In any case, this time, my delightfully impetuous Aunt Mary was calling to tell me that she'd read my post about fun day trips and things to do. And, her birthday having passed by just recently, she had been trying to drum up some company for an afternoon at Harkness Memorial State Park, which I just happened to have mentioned.
I think my cousins and I were all brought up with the stories of our parents' youthful birthday adventures. My grandparents, raising three young children on working-class salaries in the 1950s and 1960s, always allowed each child to choose where they'd go for their birthday. Requests for visits to the shore or one of the many state parks were common. Harkness was my Aunt Mary's perennial choice, she reminded me.
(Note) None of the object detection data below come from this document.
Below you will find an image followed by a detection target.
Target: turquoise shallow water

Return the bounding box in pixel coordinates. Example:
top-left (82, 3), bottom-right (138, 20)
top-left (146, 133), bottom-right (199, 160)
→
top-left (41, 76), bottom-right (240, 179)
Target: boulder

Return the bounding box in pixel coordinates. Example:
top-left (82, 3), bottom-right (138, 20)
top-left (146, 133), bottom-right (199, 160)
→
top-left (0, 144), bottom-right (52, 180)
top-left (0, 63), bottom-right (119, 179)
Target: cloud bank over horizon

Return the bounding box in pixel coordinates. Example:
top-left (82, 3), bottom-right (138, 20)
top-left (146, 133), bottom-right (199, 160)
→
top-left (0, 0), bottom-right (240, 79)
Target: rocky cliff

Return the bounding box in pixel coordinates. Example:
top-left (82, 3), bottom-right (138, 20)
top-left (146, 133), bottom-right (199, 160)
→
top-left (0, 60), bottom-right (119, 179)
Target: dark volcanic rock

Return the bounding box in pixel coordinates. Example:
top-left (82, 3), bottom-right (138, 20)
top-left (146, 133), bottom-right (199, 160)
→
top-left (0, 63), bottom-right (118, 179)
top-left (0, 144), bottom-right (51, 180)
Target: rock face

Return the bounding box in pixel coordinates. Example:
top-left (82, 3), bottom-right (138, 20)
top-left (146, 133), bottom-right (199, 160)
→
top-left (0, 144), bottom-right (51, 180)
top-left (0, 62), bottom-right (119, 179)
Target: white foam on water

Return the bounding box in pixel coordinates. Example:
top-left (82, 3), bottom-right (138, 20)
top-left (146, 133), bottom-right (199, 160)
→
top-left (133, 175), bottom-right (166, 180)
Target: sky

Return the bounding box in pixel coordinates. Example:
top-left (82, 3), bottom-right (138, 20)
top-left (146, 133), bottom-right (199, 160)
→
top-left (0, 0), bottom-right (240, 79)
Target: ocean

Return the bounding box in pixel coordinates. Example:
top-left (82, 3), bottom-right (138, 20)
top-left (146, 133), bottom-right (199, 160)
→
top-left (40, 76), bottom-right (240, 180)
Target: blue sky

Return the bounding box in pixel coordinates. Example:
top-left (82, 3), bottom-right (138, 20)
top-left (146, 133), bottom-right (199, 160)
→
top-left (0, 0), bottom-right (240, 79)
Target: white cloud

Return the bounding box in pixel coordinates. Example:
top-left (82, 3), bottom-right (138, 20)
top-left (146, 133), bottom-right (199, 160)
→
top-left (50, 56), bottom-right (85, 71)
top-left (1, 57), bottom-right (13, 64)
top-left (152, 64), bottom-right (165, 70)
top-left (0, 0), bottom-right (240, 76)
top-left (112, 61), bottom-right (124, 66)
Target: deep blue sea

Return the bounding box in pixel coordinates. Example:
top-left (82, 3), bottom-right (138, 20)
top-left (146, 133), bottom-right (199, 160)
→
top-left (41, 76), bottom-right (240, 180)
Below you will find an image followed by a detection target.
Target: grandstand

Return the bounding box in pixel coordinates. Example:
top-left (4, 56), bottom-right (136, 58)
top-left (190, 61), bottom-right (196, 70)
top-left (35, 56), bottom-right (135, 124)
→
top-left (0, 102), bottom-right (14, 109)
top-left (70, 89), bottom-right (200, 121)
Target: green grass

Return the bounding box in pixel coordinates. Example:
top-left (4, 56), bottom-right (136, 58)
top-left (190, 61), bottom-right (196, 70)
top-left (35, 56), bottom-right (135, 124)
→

So, she wondered, would I be up for an impromptu jaunt down to the coast? In the way typical of most of my family, she'd already checked potential dates, confirmed that my eldest cousin was up for some fun, and considered how the travel timing and meals might sync up.
My Aunt Mary has a reputation for being someone who makes things happen. However, she's also been known to climb onto my dad's motorcycle and mug for the camera with a wicked twinkle in her eye. I have watched her sit down on a stool at a coffee shop counter in rural New York and, in 60 seconds flat, strike up a laughter-filled, meal-long chatter with the anonymous, aging farmer to her left. And, not too many years ago, she, my cousin Rosemary, and I found ourselves standing in front of one of the exhibits at Fort Ticonderoga, calling up my grandmother on speakerphone as we collectively tried to recall one historical tidbit or another.
There was, obviously, only one answer to her question: You bet. Name the day! Everybody pack a lunch! Maybe we'll eat dinner out! Let's go!